Gli ultimi minuti di uno spettacolo teatrale sono i più tesi e i più affascinanti; ci si congeda dal mondo artistico di un attore, dai suoi equilibrismi in bilico sul filo trasparente, fa capolino la malinconia di chi è già con un piede fuori dalla sala.
Quando a congedarsi dal pubblico è Paolo Poli, la malinconia forse è leggermente più pungente.

Ha un primato incontestabile, l’enfant terrible del teatro italiano: fu il primo ad osare il travestimento femminile in scena, quando simili “libertà” si pagavano con una visitina nelle locali gattebuie. Era già evidente, però, che dietro le piume e i lustrini, dietro i camuffamenti pazzi e le sfrenate, goliardiche gags verbali e vocali, si celava un talento prepotente e incasellabile,insieme ad una profonda e sensibile conoscenza dei fatti della vita.

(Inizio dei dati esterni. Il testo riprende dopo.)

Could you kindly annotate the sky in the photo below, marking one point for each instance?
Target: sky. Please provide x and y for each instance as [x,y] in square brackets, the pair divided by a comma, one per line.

Il “sottofinale” del suo ultimo, straordinario spettacolo “Caterina de’ Medici” è fatto apposta per scatenare una ridda di applausi a scena aperta: una rivisitazione, sardonica e commovente, del “Lago dei cigni”, con tanto di pioggia finale di petali biancoazzurri.
Lui gigioneggia, gioca a compiangersi, dice di essere invecchiato, di temere i cedimenti delle corde vocali (“quelle” corde vocali, artefici del suo inimitabile falsetto), ma in realtà a settant’anni suonati continua a solcare le scene incantando diverse generazioni di spettatori, con audaci e spassose ricostruzioni storiche che pescano a piene mani sia dalla letteratura cosiddetta “alta”, che da quella più popolare , con risultati da non dirsi ma da vedersi.

“Caterina de’ Medici” mi è freschissimo nella memoria, ne sto parlando a tutti ovunque vada: ha inserito una scintilla di entusiasmo per il “vero” teatro nel mio cuore, dopo una battuta d’arresto dovuta ad un perpetrato abuso visivo di spettacoli tutti uguali.
Poli, straordinario cocktail vivente dalle mille facce, rispolvera il vernacolo toscano per i suoi lazzi poetici , cita Palazzeschi e Marcello Marchesi, adatta al nostro confusionario oggi volti e vicende del Cinquecento.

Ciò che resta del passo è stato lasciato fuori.